Ask HN: Sorting massive text files?

[+] timr|15 years ago|reply

Unix sort already does a merge sort (search for it), which is your default solution if you just want to sort individual lines based on a field:

http://vkundeti.blogspot.com/2008/03/tech-algorithmic-detail...

Thus, sort -u <filename> is your go-to for simple jobs. (Note that you'll need to have enough extra disk space to hold all of the temporary files.)

If you need to do something more sophisticated (e.g. joining lines from a web server log into sessions, then sorting sessions), you can still use divide-and-conquer, but you have to be smarter. Divide the file into N parts based on some logic (i.e. divide into files based on session ID), then sort the lines in each individually, then merge the results back together.

This is what map/reduce frameworks are made to do, of course, but something like Hadoop may be overkill unless you plan to do this type of thing often.

[+] arnabdotorg|15 years ago|reply

Merge sort works very well if you have multiple cores available. The general idea is to split the file, sort in parallel, and then merge.

Here's a blog post I wrote about it:

http://arnab.org/blog/quick-and-easy-multicore-sort

[+] ralph|15 years ago|reply

GNU sort has a --compress-program option that can help if you're really tight on scratch space, e.g. lzop(1). The -T option or TMPDIR environment variable lets you state a filesystem with more free space can be used instead.

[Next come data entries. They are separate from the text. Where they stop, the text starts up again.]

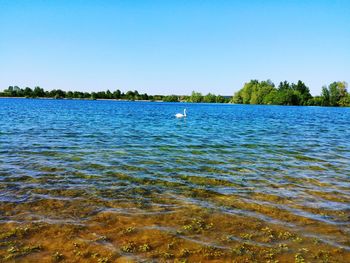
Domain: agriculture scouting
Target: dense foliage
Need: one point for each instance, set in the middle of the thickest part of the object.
(37, 92)
(253, 92)
(265, 92)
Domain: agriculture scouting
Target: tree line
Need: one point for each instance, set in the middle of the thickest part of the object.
(253, 92)
(37, 92)
(265, 92)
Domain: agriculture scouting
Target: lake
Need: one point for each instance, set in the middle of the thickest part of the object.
(110, 181)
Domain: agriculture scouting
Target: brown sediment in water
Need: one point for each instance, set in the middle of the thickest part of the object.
(76, 229)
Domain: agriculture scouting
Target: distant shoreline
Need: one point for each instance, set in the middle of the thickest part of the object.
(45, 98)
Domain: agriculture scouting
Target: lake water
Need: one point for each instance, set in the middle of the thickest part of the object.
(108, 181)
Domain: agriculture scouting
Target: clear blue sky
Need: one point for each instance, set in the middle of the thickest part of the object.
(172, 47)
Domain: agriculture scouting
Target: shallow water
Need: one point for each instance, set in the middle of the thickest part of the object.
(107, 181)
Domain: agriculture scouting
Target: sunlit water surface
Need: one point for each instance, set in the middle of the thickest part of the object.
(106, 181)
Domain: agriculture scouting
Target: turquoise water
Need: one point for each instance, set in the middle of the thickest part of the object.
(290, 159)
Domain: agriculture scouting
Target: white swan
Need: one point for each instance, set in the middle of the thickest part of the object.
(180, 115)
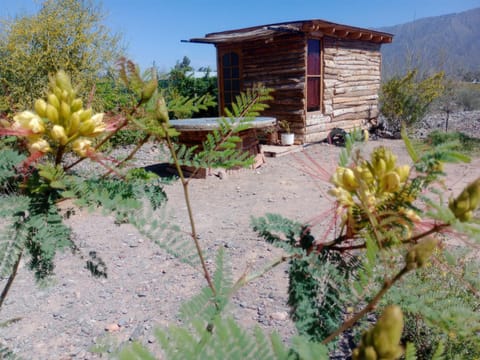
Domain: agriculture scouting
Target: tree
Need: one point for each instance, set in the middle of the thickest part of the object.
(406, 100)
(64, 34)
(189, 96)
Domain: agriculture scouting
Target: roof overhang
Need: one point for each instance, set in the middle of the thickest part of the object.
(309, 27)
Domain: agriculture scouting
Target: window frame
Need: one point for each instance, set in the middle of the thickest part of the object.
(221, 77)
(318, 76)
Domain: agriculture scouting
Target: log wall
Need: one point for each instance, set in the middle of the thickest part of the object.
(351, 80)
(351, 75)
(278, 63)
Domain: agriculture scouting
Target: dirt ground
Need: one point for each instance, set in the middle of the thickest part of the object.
(145, 285)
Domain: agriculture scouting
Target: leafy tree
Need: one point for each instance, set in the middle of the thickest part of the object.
(64, 34)
(188, 96)
(405, 100)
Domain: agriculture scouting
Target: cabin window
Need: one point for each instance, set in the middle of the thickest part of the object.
(230, 77)
(314, 75)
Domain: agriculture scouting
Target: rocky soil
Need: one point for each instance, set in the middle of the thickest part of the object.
(145, 285)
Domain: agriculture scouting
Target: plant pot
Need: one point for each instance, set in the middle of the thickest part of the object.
(288, 138)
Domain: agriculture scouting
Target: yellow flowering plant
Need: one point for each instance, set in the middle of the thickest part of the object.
(59, 123)
(38, 175)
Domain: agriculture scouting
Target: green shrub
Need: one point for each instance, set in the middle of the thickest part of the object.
(405, 100)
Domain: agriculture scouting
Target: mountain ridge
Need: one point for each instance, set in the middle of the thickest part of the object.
(447, 42)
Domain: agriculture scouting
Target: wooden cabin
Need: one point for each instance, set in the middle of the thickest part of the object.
(324, 75)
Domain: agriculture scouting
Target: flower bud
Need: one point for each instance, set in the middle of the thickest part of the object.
(161, 110)
(388, 332)
(58, 134)
(349, 181)
(65, 111)
(403, 172)
(85, 114)
(76, 105)
(365, 135)
(52, 114)
(40, 145)
(82, 147)
(52, 99)
(36, 125)
(41, 107)
(370, 353)
(99, 125)
(86, 128)
(74, 124)
(391, 182)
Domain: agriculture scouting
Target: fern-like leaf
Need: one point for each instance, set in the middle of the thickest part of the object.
(205, 305)
(410, 352)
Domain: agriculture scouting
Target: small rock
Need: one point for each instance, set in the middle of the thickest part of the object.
(112, 327)
(279, 316)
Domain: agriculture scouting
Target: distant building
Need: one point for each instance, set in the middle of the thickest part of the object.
(325, 75)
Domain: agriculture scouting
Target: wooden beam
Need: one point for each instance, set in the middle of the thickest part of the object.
(355, 35)
(367, 37)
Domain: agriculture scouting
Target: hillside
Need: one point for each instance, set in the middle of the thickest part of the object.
(449, 42)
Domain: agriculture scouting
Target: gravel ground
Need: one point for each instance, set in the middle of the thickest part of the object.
(145, 285)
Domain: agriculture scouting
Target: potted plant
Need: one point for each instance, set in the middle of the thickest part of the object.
(269, 136)
(287, 137)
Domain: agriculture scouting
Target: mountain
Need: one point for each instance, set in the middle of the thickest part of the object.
(449, 42)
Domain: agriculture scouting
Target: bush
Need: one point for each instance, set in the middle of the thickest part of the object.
(405, 100)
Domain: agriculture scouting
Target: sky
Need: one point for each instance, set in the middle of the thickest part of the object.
(153, 30)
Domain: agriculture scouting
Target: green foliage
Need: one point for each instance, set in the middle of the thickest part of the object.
(441, 306)
(319, 282)
(207, 305)
(126, 137)
(406, 99)
(188, 96)
(111, 94)
(220, 149)
(66, 34)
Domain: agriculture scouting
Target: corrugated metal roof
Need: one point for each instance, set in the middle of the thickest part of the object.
(317, 27)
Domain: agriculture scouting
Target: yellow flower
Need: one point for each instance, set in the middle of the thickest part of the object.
(82, 147)
(27, 120)
(39, 145)
(98, 123)
(58, 133)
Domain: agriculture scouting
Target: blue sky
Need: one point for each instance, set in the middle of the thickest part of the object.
(153, 29)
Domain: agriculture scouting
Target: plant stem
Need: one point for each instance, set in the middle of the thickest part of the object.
(186, 194)
(10, 280)
(369, 307)
(244, 279)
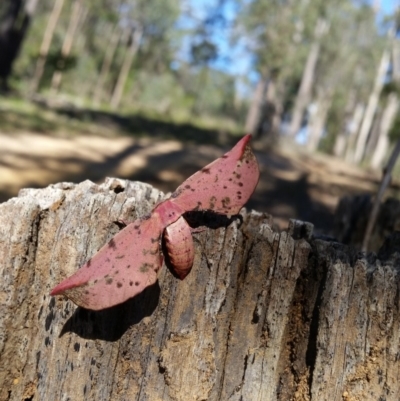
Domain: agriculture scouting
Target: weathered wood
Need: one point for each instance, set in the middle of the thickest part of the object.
(262, 316)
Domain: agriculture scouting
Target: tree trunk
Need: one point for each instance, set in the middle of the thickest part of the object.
(304, 94)
(318, 119)
(353, 129)
(76, 16)
(341, 141)
(254, 112)
(126, 66)
(12, 33)
(388, 116)
(106, 66)
(262, 315)
(45, 47)
(371, 107)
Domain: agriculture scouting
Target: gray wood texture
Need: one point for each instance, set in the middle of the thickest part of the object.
(262, 316)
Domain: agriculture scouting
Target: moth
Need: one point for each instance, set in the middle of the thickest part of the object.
(130, 261)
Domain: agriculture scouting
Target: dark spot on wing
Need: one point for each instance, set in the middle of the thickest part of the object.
(145, 267)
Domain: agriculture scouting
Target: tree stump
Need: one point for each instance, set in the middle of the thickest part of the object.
(262, 316)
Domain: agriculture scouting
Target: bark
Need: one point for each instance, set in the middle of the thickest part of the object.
(13, 30)
(254, 112)
(388, 116)
(304, 94)
(262, 315)
(126, 66)
(371, 107)
(76, 16)
(106, 65)
(45, 46)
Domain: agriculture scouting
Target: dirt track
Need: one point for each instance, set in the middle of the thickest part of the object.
(292, 184)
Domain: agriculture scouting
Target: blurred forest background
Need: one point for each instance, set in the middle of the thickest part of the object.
(154, 90)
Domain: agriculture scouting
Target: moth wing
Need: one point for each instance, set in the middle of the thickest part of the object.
(121, 269)
(224, 185)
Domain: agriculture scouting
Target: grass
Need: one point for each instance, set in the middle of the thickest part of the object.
(63, 117)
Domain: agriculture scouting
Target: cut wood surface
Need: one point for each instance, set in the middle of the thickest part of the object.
(262, 316)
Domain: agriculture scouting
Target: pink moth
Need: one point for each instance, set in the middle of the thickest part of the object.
(130, 261)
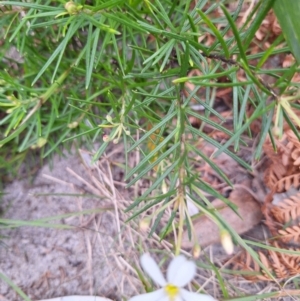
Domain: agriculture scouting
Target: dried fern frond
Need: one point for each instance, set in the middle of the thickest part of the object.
(288, 210)
(290, 234)
(287, 182)
(281, 265)
(296, 156)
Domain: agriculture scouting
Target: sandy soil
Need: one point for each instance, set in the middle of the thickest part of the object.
(49, 262)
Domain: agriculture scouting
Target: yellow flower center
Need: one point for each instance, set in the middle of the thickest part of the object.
(172, 291)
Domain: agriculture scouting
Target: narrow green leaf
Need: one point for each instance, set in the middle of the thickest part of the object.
(287, 13)
(236, 34)
(215, 31)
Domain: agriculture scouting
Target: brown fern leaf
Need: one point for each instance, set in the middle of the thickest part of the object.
(285, 183)
(290, 234)
(296, 156)
(279, 268)
(290, 261)
(287, 210)
(273, 175)
(292, 138)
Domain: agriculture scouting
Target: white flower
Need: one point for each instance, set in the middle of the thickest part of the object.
(180, 272)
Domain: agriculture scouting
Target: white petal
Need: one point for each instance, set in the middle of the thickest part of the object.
(188, 296)
(158, 295)
(174, 266)
(181, 271)
(152, 269)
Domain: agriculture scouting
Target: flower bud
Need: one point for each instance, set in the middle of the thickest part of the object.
(196, 251)
(105, 138)
(109, 118)
(144, 224)
(71, 8)
(226, 242)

[+] jbl|15 years ago|reply

This is the approach that I use except that I generate a Makefile which has:

  - a target to split the input into chunks
  - targets to sort each of the split chunks
  - a target to merge the sorted chunks using "sort -m"

Then, if you are using GNU make, it's just a matter of using the -j flag to control how many chunks are sorted in parallel.

[+] lsb|15 years ago|reply

0) Get your data into Amazon's cloud, and rent a server on EC2 with 68GB of memory. Spot instances are a buck an hour.

1) Do sort -u --buffer-size=60GB FILE. You'll sort it all in memory, and that'll be a great speedup.

It's easier to scale up than scale out if you have the money, and your dataset fits in memory, so don't bother with Hadoop for something as simple as that. What do you want to do after you get the uniques?

[+] trin_|15 years ago|reply

but wouldnt that also include uploading 35gb of data and finally downloading xxGB (result size)? i think when you add this time you can just take your multicore desktop and let it run over night.

[+] brown9-2|15 years ago|reply

The canonical Hadoop example is counting the number of words in a large text file http://wiki.apache.org/hadoop/WordCount

You could use the same approach to simply take the unique tokens of the output of the final "count".

May be overkill if you you can read the file in less than an hour, but this approach (divide and conquer) may be a good inspiration.

[+] naz|15 years ago|reply

   sort -u <filename>

would be faster than all that piping

[+] secretasiandan|15 years ago|reply

I've never used it but there's a -S flag for sort that allows you to specify buffer size. So maybe look into increasing that as large as you can.

[+] jemfinch|15 years ago|reply

Compared to the IO costs, the computational difference must be inconsequential.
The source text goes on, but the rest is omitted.